Jeanrot authored two patents, the 1985/1988 one looked like a proof-of-concept exercise, whereas the later one from 1990/1994, which focused on the manufacture of the grip, was illustrated using the production model that Snauwaert made for him. I think it's telling that he did not assign the later patent to Snauwaert; which suggests that either Jeanrot was very protective of his IP, or Snauwaert chose not to buy it from him because they had other ideas.
The fact that the folding frame was so short-lived, and that Snauwaert made the Ellipse (which was essentially the Jeanrot minus the hinge mechanism) soon afterwards, lead me to suspect that Jeanrot and Snauwaert did not part company on amicable terms. I know of another instance like this involving two early graphite racquet makers in the US. I guess this is a fairly common occurrence in business negotiations between individuals and corporations. Sometimes it's the corporation taking advantage of the individual entrepreneur, sometimes it's the entrepreneur holding firm to unreasonable demands.
The later Jenro frame is emblazoned with both Jeanrot patent numbers, even though it doesn't fold.
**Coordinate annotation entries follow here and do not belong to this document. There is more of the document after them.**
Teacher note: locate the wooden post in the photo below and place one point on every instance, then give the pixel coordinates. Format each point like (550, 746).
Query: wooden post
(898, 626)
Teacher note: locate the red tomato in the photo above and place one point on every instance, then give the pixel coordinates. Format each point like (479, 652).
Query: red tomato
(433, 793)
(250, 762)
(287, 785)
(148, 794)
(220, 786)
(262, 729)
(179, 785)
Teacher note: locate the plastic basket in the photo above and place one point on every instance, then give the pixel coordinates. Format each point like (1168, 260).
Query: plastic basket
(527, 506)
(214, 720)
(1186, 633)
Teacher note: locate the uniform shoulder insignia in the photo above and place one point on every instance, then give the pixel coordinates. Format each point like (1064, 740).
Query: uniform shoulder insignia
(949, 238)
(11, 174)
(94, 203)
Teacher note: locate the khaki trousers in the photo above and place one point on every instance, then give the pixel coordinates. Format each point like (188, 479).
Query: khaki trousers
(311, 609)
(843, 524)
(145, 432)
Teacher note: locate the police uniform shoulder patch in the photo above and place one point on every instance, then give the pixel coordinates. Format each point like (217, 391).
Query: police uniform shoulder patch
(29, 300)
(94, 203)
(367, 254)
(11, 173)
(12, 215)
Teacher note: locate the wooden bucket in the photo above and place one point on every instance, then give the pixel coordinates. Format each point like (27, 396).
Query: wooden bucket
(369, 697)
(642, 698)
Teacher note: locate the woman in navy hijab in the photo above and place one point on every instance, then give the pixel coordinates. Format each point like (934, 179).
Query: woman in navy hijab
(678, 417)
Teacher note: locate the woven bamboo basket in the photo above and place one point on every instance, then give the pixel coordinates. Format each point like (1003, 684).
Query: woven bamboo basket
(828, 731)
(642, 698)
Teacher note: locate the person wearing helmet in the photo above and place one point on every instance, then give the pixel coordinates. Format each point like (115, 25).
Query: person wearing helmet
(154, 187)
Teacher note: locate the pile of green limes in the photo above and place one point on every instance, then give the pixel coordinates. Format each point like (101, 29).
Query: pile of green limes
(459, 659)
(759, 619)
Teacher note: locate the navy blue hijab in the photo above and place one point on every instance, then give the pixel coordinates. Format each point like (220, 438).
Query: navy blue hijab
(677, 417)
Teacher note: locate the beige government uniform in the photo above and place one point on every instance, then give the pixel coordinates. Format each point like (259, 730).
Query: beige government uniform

I don't think it would be too much of a stretch to assume that this was Jeanrot's belated effort to make the racquet on his own. The elimination of the hinge mechanism made it much easier to swap heads/grips (one of the main selling points of this design), and no doubt reduced the manufacturing cost. Either that, or some Taiwanese/Chinese entrepreneur took a liking to this design and licensed it from Jeanrot.
Of course, now that both Jeanrot patents have expired, Dunlop has come up with the iDAPT - an Ellipse with more sophisticated rubbery bits, a Jenro that doesn't come with a personal key!